Да, рада бы забыть ту весну Дора, только сил таких нет у нее. Помнится толпа на берегу Шеньги. Народ все больше с верхнего конца Кузоменья — с Солдатских Увалов. Там надежно, высоко, там не тронет. А на нижнем конце кое у кого и на печи вода: избы погрузились по самые крыши. Если меж них лед понесет — того гляди своротит. Мужики ведут неторопливые разговоры: «Вода-то валом валит!» — «У Кокориных овин унесло…» — «Низина у их — не дай бог…»
Доркин отец, Митрофан Кокорин, прибежал из деревни, еще на ходу сердито закричал: «Чего рты-то пооткрывали?!» — «А что нам — лед от берегов толкать?» — смеются мужики. — «Смех вам… Гляньте, что Кривое-то делает!».
Шум поутих. В Кривое озеро и в самую большую воду Шеньга никогда не заглядывала. А тут речной лед уже через озеро пошел, вот-вот от деревни отрежет.

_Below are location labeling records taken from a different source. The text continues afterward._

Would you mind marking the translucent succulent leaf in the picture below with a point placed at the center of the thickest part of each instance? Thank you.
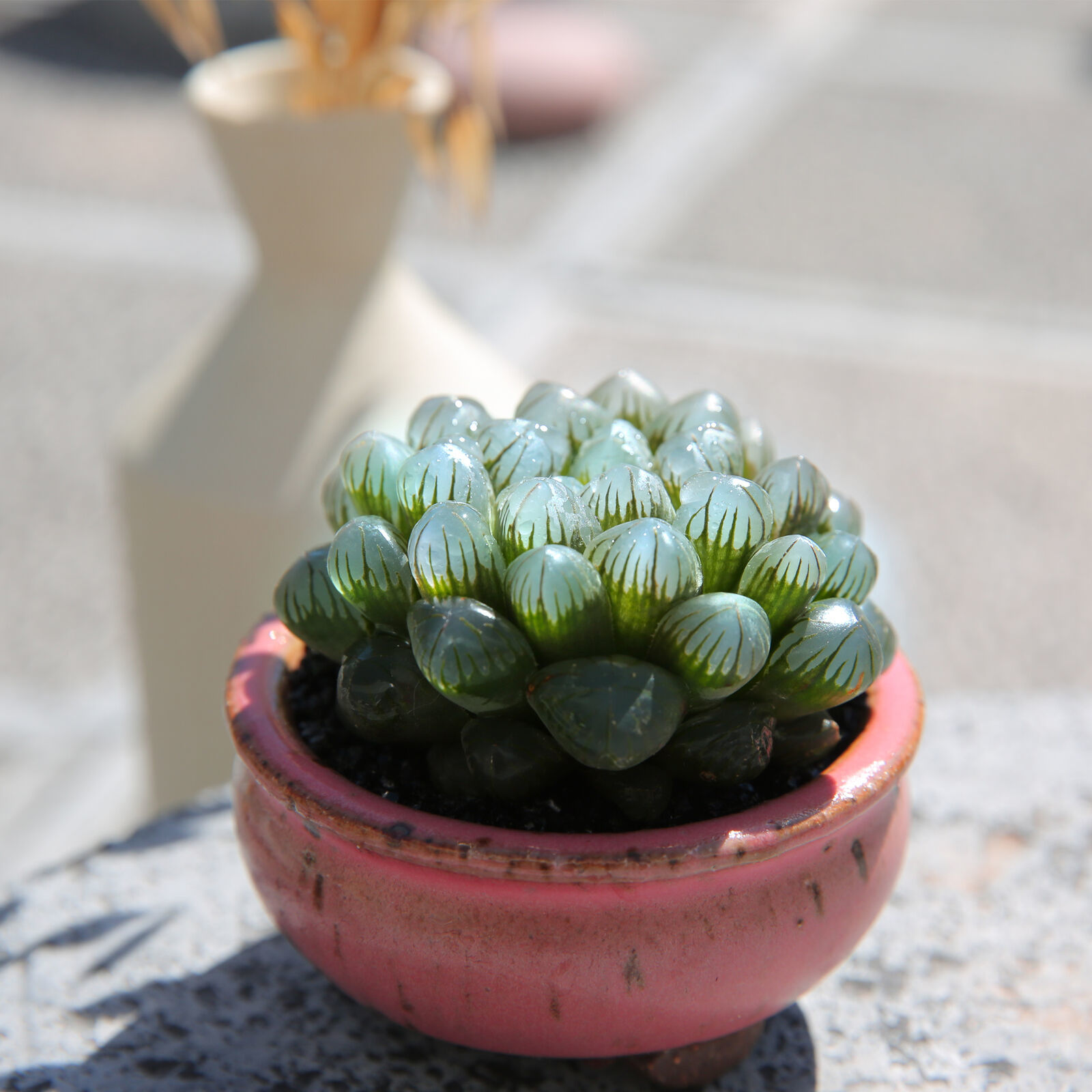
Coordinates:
(573, 485)
(542, 511)
(725, 746)
(829, 655)
(445, 471)
(384, 697)
(879, 622)
(558, 442)
(535, 392)
(842, 515)
(470, 446)
(513, 760)
(699, 409)
(851, 567)
(626, 494)
(445, 416)
(449, 771)
(784, 577)
(646, 569)
(642, 793)
(758, 447)
(618, 445)
(799, 493)
(369, 467)
(805, 741)
(473, 655)
(315, 611)
(557, 598)
(602, 543)
(715, 644)
(367, 564)
(560, 407)
(452, 553)
(513, 450)
(609, 713)
(726, 519)
(631, 396)
(336, 504)
(704, 450)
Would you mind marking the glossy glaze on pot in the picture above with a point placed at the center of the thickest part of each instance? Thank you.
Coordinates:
(567, 945)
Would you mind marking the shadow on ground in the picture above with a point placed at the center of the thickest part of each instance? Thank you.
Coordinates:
(267, 1020)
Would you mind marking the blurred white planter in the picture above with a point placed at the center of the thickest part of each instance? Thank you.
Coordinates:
(222, 456)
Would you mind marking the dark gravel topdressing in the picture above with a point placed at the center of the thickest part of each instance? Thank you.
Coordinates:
(401, 775)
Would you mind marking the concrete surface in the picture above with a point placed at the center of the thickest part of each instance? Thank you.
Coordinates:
(151, 964)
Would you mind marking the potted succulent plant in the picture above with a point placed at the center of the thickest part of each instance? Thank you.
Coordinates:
(581, 737)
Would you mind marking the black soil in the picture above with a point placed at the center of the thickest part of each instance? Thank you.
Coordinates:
(401, 775)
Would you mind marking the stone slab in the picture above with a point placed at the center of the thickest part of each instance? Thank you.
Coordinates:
(972, 197)
(151, 964)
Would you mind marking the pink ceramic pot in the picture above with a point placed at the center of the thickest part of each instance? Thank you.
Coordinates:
(567, 945)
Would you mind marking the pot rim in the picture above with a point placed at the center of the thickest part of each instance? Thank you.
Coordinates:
(249, 85)
(273, 753)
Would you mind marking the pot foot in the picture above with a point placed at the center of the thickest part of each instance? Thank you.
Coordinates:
(698, 1064)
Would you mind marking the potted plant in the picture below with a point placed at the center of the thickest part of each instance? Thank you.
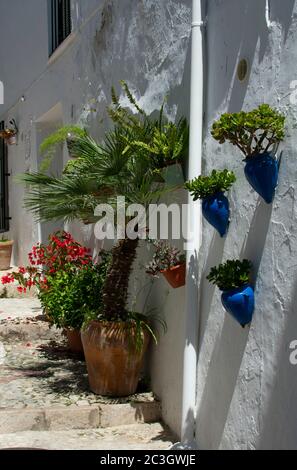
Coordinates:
(73, 297)
(5, 253)
(61, 270)
(167, 145)
(116, 341)
(233, 278)
(10, 134)
(215, 205)
(168, 261)
(257, 134)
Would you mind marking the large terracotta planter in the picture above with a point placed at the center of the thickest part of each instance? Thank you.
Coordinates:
(113, 361)
(5, 254)
(74, 340)
(176, 276)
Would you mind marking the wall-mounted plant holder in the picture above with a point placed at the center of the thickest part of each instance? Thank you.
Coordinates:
(10, 134)
(261, 171)
(240, 303)
(176, 275)
(215, 205)
(215, 209)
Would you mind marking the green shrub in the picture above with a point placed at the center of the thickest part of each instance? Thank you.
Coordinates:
(231, 274)
(73, 296)
(204, 186)
(253, 132)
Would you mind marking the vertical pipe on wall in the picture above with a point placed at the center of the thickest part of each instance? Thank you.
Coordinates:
(194, 228)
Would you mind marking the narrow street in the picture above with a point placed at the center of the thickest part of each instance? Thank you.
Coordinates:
(45, 400)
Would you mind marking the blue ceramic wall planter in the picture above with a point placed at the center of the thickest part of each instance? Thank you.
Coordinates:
(240, 303)
(261, 172)
(215, 209)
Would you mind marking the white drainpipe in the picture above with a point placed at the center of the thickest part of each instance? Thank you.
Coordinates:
(194, 228)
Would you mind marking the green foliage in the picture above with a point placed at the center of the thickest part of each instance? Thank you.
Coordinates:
(123, 164)
(231, 274)
(204, 186)
(254, 132)
(63, 134)
(164, 257)
(75, 295)
(162, 142)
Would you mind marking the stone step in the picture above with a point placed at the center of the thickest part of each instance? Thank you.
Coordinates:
(133, 437)
(44, 387)
(78, 417)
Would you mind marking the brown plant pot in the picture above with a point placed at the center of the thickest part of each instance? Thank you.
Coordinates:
(5, 255)
(74, 341)
(176, 276)
(113, 362)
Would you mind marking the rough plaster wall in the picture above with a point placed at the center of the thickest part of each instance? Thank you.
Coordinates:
(144, 42)
(246, 385)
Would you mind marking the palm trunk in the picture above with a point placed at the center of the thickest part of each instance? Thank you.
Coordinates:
(115, 290)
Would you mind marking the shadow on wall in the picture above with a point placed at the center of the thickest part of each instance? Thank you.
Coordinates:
(230, 345)
(241, 39)
(220, 383)
(254, 243)
(206, 289)
(279, 422)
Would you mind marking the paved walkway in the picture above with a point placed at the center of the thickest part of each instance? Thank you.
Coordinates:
(44, 388)
(133, 437)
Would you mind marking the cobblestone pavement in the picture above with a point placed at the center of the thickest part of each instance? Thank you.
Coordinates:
(37, 368)
(133, 437)
(45, 401)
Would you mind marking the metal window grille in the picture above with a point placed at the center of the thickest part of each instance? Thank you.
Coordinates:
(4, 215)
(60, 22)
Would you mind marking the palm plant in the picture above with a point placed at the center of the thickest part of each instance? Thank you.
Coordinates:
(99, 174)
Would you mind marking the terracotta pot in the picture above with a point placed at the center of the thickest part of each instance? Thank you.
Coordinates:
(74, 340)
(5, 254)
(176, 276)
(113, 362)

Мужики ахнули. Дорка тоже ойкнула, хотела было мимо отца — да и к дому. «Постой! — остановил тот. — Куда тя понесло, безголовую? Ух, и непоседа! Где бы матери помочь…»
Дорка знает: папаня не сердитый, поворчит разве. Он усадил ее в лодку, поехал прямо серединой деревни, а сам с тревогой вокруг поглядывает.
У Дорки глаза блестят: очень все интересно! Дома в воде, а меж ними лодки, всюду крик, рев коровий, ребятишки плачут…
Вот их целый карбас везут к Солдатским Увалам. Из-за бортов головы торчат, как грибы из кузова.
А вот мужик растерялся, видать. Сам верхом на коне, в телеге один баран. Мужик кружится без толку у себя на подворье, вода уж в трубицы заглядывает, баран орет.
А у соседей, у Подъячевых, вся семья сидит на крыше: ждет помощи. Свою-то лодку у них сорвало льдиной, унесло. Ничего: с Увалов дядька Валей выгребает к ним на карбасе — вывезет.
Дорка глядит на отца — как он: не боится ли? Нет вроде. Гребет себе, рукава домотканной рубахи закатаны до локтей. Шапки на голове нет, темные волосы ветер треплет; в усах, в бороде сено, лицо в поту. Лодка идет кормой вперед: так-то отцу лучше все видно.
Недаром говорится: гром не грянет — мужик не перекрестится. Ведь с самого вечера наводнения ждали, на угор не раз бегали и все-таки проворонили. Под утро стукнул кто-то Кокориным в окошко: «Под Орлиной горой затор сорвало!»